Cette correspondance polyphonique a également permis d’identifier des œuvres de Matisse, présentées au Salon d’Automne de 1907, puis acquises par Osthaus avant d’être exposées au Folkwang-Museum en 1909. La description de « 4 plaques» réalisées par Matisse et représentant des femmes entourées de fleurs, faite par Purrmann dans une lettre à Osthaus en date du 8 janvier 1908, entre en résonance avec quatre photographies de carreaux de céramique conservées par les Archives Henri Matisse, pour lesquelles nous ne disposions jusqu’alors d’aucune indication. Cette découverte est un exemple de la manière dont la recherche peut avancer grâce à des échanges incessants aussi bien entre fonds d’archives qu’entre chercheurs et archives.

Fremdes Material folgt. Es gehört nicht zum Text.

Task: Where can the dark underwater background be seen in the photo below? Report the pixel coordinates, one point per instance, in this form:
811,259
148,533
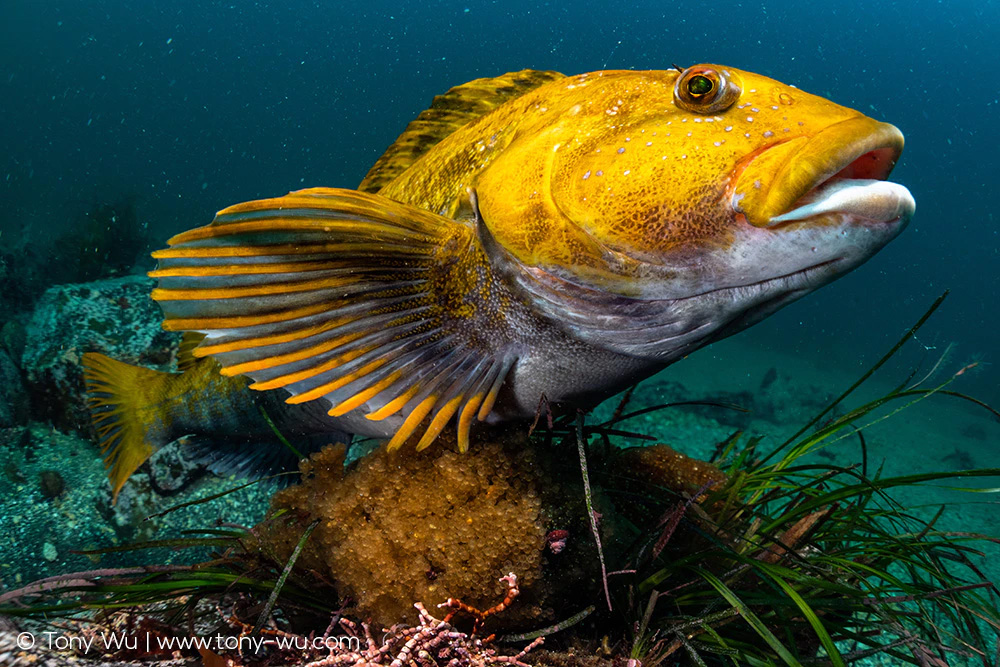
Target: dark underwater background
154,115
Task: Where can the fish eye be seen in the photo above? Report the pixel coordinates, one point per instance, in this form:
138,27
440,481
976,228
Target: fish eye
702,89
699,85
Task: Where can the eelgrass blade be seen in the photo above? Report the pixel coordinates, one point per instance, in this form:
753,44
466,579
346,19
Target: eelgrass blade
751,618
582,449
860,381
273,598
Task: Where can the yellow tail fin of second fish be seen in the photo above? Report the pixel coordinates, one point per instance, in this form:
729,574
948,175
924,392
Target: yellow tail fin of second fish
119,397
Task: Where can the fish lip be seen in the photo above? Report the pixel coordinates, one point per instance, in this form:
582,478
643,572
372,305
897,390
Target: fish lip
764,283
858,148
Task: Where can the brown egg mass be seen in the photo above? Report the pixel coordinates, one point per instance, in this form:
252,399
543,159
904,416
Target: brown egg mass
405,527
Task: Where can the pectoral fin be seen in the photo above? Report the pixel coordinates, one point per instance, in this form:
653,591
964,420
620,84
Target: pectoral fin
347,297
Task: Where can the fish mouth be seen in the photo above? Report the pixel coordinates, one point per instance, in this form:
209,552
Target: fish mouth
841,170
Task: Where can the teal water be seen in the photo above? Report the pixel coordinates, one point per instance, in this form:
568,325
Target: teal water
169,111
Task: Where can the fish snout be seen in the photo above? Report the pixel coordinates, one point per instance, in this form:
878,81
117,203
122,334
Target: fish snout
840,171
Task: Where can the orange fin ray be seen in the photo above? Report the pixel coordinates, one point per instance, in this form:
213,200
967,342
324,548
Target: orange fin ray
336,295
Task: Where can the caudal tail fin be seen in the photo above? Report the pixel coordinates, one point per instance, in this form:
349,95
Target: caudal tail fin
118,395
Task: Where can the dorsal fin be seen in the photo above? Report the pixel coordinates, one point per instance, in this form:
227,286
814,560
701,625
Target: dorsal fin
447,113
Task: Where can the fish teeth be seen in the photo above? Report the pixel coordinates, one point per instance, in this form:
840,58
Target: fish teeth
870,199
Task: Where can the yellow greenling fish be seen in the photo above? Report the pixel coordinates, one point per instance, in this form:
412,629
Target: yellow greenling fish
537,235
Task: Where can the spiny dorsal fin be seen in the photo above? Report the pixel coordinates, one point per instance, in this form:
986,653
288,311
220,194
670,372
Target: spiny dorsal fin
346,296
448,112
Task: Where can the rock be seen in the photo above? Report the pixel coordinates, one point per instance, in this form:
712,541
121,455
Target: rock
171,471
14,402
128,515
13,338
51,484
115,317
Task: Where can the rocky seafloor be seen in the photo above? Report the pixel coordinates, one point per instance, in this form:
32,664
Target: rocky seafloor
55,500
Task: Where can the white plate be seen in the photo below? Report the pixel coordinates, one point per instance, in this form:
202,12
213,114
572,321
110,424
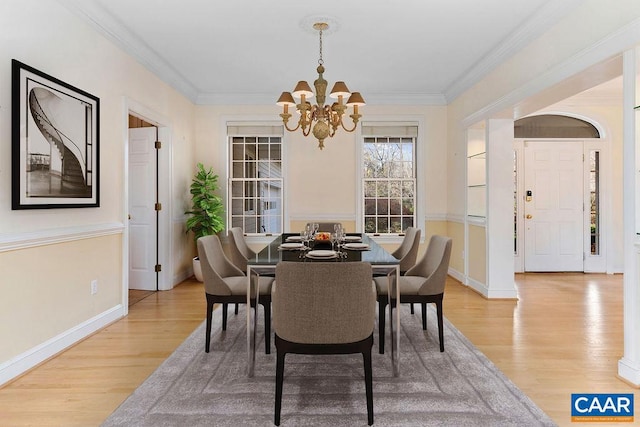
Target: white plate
356,246
291,245
322,254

Nous remercions ici vivement les archives Hans Purrmann dont les ressources, le professionnalisme et la générosité sont un soutien constant, et formons nos meilleurs vœux pour que cette collaboration fructueuse se poursuive à l’avenir.
Archives Henri Matisse
Issy-les-Moulineaux, décembre 2023
Grußwort – Archives Henri Matisse
Zunächst möchten wir Rainer Stamm und Gloria Köpnick, die Herausgeber dieses Buches, zu ihrer gelungenen Arbeit beglückwünschen. Durch die erstmalige Veröffentlichung der bislang verstreuten und nun erstmals wieder vereinten Korrespondenz zwischen Hans Purrmann, Karl Ernst Osthaus und Henri Matisse fügen sie ein interessantes Mosaik der Kunstgeschichte des 20. Jahrhunderts zusammen.
Was Matisse betrifft, so liefert dieses Buch wichtige neue Erkenntnisse. Neue Entdeckungen beleuchten einerseits die Beziehung des Künstlers zum Sammler Osthaus, andererseits die Rolle seines Freundes und Schülers Purrmann als Vermittler bei den getätigten Kunstankäufen. Die Ergebnisse dieser Recherchearbeit eröffnen eine neue Perspektive auf die Rezeption von Matisse in Deutschland.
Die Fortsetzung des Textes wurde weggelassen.